L’Europe last
Par A. Boumezrag – La réélection de Donald Trump en novembre 2024 marque un tournant décisif dans l’arène géopolitique mondiale. Alors que l’ancienne administration Trump avait déjà fait des vagues avec sa politique de «America First», sa réélection risquait de transformer de manière radicale les relations internationales, notamment avec l’Union européenne. Si, sous Trump, les Etats-Unis se sont éloignés des alliances traditionnelles et des engagements multilatéraux, son deuxième mandat promet d’approfondir ce schisme. Dans ce contexte, l’Europe, souvent reléguée au second plan, pourrait voir sa position mondiale encore plus fragilisée.
Depuis son premier mandat, Donald Trump défend clairement une politique étrangère basée sur l’intérêt national américain avant tout. En réaffirmant le principe de «America First», il a opéré un retrait partiel des accords multilatéraux tels que l’Accord de Paris sur le climat, l’OTAN et l’Accord de Paris, tout en poursuivant des politiques économiques protectionnistes envers l’Europe et d’autres partenaires commerciaux. Cette vision isolationniste a fait tanguer les relations transatlantiques, exposant l’UE à une précarité nouvelle sur la scène mondiale.
Avec sa réélection en 2024, Trump pourrait accentuer cette dynamique. Sa volonté de réduire l’engagement des Etats-Unis à l’international et de privilégier les accords bilatéraux pourrait laisser l’Europe de plus en plus isolée, sur la défensive dans un monde de plus en plus multipolaire. A travers un désengagement progressif des grandes organisations internationales et une politique étrangère plus centrée sur ses propres intérêts, les Etats-Unis risquent de pousser l’Europe à se redéfinir face à un monde qui n’attend plus seulement des puissances traditionnelles pour imposer les règles du jeu mondial.

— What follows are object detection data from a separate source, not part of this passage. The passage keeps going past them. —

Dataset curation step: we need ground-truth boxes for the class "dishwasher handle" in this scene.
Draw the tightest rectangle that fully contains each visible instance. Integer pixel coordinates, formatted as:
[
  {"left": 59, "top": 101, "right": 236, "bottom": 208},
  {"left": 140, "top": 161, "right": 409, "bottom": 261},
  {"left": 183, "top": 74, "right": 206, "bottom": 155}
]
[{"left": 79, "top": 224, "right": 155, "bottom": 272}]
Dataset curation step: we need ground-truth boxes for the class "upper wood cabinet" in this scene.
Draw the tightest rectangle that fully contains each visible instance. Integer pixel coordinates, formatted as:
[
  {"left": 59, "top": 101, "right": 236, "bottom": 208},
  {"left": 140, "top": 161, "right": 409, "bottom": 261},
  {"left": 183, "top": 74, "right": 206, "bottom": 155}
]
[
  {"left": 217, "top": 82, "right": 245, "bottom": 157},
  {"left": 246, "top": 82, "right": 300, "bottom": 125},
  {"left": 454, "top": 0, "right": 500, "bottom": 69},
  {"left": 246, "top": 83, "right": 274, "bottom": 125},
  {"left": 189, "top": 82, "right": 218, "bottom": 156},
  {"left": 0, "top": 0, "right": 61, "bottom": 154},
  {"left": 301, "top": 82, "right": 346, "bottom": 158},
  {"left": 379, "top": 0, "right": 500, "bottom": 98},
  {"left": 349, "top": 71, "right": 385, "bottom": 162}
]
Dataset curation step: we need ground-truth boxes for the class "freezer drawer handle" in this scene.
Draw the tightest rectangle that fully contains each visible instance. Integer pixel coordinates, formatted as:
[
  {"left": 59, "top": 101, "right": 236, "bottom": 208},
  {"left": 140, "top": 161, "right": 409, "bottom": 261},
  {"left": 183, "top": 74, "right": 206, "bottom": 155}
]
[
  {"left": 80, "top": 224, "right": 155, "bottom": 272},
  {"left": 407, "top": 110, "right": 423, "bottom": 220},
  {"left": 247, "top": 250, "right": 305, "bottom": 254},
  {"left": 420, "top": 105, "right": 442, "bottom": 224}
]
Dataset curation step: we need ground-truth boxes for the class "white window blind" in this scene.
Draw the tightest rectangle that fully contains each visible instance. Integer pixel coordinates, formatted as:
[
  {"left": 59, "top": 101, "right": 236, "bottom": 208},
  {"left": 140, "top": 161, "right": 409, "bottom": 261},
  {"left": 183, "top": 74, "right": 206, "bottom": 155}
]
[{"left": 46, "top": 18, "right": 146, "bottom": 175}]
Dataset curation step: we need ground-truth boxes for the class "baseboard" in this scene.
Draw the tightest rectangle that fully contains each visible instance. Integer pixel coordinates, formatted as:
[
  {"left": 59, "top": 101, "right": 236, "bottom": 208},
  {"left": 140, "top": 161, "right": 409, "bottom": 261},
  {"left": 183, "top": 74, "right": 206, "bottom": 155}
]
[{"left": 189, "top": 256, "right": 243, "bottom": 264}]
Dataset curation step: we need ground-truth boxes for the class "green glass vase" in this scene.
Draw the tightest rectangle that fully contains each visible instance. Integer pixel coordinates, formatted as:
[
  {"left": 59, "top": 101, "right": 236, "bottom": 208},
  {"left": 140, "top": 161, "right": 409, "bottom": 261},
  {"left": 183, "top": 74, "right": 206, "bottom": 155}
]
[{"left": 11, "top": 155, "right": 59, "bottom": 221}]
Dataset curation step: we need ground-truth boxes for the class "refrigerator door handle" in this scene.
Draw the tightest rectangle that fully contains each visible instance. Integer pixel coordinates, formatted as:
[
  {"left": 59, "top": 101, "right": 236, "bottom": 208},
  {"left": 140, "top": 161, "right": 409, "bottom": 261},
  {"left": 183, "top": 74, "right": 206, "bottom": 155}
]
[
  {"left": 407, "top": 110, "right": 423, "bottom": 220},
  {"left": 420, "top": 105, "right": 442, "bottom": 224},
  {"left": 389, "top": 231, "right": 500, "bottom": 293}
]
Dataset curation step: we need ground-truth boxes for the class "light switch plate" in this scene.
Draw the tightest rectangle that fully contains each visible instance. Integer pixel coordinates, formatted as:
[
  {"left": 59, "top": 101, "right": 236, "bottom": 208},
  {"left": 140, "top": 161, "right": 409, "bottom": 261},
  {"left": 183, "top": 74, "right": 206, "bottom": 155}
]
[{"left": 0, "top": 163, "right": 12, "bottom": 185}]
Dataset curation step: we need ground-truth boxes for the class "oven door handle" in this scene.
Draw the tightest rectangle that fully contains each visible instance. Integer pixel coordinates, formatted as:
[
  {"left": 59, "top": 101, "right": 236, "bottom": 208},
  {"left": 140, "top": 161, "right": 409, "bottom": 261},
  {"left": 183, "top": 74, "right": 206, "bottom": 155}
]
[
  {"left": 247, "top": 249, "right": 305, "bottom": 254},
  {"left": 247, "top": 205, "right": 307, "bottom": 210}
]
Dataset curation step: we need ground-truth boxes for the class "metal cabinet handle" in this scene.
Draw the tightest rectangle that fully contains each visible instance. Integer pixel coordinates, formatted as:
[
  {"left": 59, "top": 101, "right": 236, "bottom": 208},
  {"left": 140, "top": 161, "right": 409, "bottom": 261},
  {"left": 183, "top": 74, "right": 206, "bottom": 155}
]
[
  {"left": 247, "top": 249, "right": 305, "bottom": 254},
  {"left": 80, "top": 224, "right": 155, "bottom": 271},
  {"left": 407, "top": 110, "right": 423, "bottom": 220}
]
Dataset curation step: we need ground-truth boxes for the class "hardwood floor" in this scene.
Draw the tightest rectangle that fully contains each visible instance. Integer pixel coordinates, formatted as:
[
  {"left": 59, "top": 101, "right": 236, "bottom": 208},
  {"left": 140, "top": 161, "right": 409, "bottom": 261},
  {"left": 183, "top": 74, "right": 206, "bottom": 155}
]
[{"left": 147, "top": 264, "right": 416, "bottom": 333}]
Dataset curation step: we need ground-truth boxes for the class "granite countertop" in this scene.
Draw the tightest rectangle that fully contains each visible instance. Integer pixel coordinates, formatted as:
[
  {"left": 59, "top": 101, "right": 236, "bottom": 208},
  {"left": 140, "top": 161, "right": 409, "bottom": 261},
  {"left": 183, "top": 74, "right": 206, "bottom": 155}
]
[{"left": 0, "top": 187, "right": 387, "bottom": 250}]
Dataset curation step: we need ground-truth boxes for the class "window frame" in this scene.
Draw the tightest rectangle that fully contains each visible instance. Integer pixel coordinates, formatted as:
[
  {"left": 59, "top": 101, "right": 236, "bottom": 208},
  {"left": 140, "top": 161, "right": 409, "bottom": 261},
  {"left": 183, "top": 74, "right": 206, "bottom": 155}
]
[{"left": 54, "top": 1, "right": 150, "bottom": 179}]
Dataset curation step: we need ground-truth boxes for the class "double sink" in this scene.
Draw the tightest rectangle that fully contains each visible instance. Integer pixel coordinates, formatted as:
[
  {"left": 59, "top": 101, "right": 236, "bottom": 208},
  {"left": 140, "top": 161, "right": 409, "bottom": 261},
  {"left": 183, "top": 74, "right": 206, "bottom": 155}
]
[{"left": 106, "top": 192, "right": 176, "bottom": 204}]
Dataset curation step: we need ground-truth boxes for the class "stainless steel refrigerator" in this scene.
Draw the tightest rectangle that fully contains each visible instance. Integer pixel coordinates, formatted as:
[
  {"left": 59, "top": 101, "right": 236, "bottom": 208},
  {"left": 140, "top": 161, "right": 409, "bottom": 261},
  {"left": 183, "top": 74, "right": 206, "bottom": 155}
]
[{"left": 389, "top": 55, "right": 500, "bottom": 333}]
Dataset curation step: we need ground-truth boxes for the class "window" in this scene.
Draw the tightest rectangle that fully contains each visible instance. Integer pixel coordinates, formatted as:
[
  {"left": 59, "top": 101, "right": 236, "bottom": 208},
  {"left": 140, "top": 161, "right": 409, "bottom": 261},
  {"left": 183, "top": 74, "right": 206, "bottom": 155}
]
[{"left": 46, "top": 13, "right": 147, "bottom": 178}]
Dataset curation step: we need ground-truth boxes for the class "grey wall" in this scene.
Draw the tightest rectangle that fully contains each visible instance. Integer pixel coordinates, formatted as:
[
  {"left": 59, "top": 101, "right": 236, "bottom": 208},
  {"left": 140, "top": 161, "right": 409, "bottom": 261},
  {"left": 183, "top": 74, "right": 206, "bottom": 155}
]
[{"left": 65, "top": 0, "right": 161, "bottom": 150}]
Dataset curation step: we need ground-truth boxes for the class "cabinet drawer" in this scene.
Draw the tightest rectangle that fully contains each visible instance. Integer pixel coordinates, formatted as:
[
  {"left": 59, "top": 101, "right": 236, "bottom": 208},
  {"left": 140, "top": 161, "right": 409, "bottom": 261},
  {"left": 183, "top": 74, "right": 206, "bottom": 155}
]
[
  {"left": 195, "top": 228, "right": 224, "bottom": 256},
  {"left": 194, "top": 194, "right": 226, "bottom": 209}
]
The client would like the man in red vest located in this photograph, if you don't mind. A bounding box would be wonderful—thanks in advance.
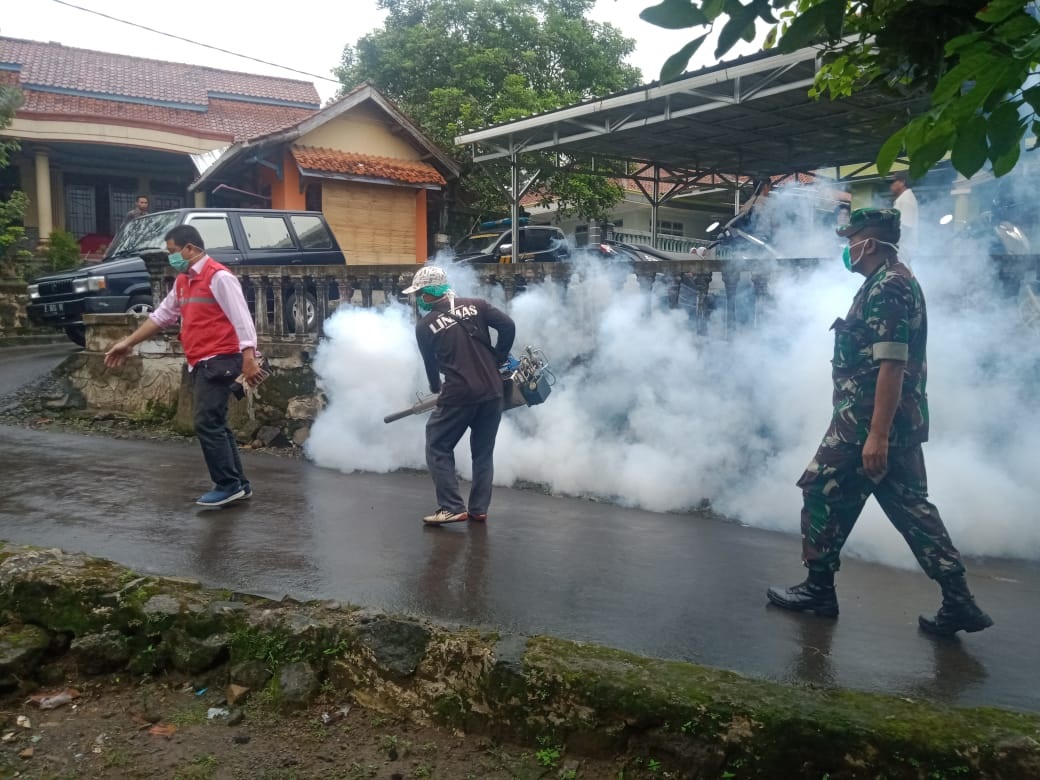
[105,225,260,508]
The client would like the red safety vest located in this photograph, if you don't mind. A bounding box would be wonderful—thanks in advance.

Dans un contexte également changeant, l’Europe se retrouve dans une position difficile. Si l’UE souhaite garder son rôle de leader mondial en matière de diplomatie, de commerce et de droits humains, elle devra se renforcer en tant qu’acteur autonome. Cela passe par une révision de ses priorités géopolitiques, avec une attention particulière portée à la souveraineté énergétique et technologique. La dépendance de l’Europe au gaz russe, en particulier, soulève des questions de sécurité stratégique, tandis que les enjeux numériques et technologiques s’imposent comme des champs de bataille essentiels pour l’avenir de l’UE.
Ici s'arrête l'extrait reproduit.